In the present study, as both groups received TCZ, we aimed to determine the parameters that could predict mortality following TCZ treatment. Non-survivor group had statistically significantly more severe disease with higher CALL and GRAM scores than the survivor group. CALL and GRAM scores are 2 validated scoring systems to determine COVID-19 severity. CALL score is easy-to-use and is convenient for outpatient management.[6,24] GRAM score aims a comprehensive evaluation with clinical, biochemical, and radiologic characteristics of patients with COVID-19.[7] Ucan et al[24] demonstrated that although GRAM score independently predicts mortality without age and comorbidity, CALL score is better in the prediction of disease’s progression. An important contribution of the study is that, to the best of our knowledge, it is the first study that compares GRAM and CALL scores of both groups after TCZ administration and shows that these scores are associated with the risk of mortality.

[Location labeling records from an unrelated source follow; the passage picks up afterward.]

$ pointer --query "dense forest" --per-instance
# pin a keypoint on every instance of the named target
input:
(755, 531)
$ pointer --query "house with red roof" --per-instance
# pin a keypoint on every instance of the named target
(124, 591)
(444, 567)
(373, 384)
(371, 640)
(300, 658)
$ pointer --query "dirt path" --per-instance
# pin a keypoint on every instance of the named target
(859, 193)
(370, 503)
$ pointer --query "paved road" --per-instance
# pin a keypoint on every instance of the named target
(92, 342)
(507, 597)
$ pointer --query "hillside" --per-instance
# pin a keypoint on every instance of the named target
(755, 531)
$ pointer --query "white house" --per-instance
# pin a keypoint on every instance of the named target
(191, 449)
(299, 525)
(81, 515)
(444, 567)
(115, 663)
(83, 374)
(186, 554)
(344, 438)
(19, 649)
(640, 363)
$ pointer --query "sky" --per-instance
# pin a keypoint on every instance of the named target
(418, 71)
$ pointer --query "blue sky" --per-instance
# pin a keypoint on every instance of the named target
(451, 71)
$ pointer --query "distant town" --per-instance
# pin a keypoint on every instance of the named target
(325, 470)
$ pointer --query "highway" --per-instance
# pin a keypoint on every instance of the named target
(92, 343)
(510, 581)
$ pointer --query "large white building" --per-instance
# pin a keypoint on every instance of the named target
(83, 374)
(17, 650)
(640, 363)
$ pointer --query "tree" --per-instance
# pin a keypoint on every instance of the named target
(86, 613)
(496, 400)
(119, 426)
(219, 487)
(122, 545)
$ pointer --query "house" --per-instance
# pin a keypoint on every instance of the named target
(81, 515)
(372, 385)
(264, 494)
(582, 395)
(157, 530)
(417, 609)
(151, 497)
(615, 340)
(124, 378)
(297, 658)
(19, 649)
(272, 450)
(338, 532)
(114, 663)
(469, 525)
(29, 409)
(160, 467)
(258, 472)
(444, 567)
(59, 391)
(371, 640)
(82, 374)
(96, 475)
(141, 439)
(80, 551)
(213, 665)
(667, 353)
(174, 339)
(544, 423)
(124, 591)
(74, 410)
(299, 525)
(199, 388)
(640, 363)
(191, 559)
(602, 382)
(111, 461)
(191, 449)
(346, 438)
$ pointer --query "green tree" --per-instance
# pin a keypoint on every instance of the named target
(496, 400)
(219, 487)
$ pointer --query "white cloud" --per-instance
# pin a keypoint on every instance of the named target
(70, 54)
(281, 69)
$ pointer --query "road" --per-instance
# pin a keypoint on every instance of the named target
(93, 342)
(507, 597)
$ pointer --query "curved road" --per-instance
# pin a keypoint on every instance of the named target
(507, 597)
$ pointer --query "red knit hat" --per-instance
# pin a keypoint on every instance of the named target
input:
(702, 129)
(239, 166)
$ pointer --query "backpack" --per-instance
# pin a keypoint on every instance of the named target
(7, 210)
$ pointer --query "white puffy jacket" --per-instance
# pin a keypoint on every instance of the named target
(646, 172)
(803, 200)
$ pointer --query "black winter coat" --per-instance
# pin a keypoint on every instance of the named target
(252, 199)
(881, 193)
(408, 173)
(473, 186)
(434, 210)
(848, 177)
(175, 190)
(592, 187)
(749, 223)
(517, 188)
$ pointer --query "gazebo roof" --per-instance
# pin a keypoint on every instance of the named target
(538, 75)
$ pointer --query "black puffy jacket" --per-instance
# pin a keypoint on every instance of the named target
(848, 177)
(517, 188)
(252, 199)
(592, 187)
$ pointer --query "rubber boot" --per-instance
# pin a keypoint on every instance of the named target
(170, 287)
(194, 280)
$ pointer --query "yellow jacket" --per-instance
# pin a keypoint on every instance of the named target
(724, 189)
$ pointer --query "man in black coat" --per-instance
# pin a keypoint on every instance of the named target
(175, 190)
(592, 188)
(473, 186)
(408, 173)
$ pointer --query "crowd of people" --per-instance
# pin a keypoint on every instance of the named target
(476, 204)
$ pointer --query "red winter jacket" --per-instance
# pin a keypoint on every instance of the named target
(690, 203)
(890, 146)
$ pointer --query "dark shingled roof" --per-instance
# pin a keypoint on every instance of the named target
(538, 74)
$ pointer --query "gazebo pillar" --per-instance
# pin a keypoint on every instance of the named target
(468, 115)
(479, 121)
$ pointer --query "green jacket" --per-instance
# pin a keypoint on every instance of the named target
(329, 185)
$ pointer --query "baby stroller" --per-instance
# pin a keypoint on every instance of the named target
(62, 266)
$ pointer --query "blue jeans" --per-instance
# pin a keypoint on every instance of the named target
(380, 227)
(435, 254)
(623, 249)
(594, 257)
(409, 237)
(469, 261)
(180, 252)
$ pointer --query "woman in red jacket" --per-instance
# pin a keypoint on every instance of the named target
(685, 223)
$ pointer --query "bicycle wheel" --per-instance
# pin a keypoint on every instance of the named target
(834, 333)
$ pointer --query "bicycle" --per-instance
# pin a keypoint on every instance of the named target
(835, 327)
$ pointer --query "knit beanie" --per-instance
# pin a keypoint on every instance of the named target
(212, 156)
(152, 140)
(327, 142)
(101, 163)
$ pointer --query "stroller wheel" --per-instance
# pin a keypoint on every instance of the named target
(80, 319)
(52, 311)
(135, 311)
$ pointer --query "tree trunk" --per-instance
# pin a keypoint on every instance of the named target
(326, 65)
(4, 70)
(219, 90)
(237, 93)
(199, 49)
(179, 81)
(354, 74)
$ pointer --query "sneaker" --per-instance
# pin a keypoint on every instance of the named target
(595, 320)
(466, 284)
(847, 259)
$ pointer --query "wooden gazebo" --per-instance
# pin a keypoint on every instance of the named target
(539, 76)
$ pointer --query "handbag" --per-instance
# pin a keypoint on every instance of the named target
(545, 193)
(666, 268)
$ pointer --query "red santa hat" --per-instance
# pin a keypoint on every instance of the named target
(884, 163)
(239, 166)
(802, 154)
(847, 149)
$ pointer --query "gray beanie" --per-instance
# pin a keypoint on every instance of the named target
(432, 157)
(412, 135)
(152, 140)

Limitations of this study have to be taken into account. First, the study population had a limited size, but as this is an expensive treatment with relatively specific indications, it is used in a small proportion of patients only. Second, the data were collected in the first 3 months of the pandemic in Turkey. There was remarkable data loss based on the retrospective design as parameters had been noted previously and there were missed values. Third, concomitant treatments such as hydroxychloroquine and favipiravir may have affected the treatment outcomes. However, it is now established that hydroxychloroquine is ineffective for COVID-19 treatment and there is no clear evidence that favipiravir improves clinical outcomes.[25] Despite these limitations, this study underlines predictive factors for prognosis after TCZ treatment. Future studies may therefore consider including patient groups that are more likely to benefit from anti-cytokine treatment.

Conclusion

Effective treatment options of COVID-19 are the most attractive topic for the medical research area. Tocilizumab has become prominent as its pharmacokinetic was found to be related to COVID-19 cytokine storm; controversial results were found. A wide range of the TCZ study outcomes suggested that the response might be related to the clinical and biochemical profile of the patient. This study showed that patients with higher leukocyte count, older age, higher CALL and GRAM scores, and need for IMV are less likely to benefit from TCZ treatment. Since “the most effective treatment in the shortest time” is one of the vital aims in the treatment, this study might give a perspective for foreseeing treatment response a prognosis. More studies with larger patient groups are required to foresee patients’ response to TCZ treatment.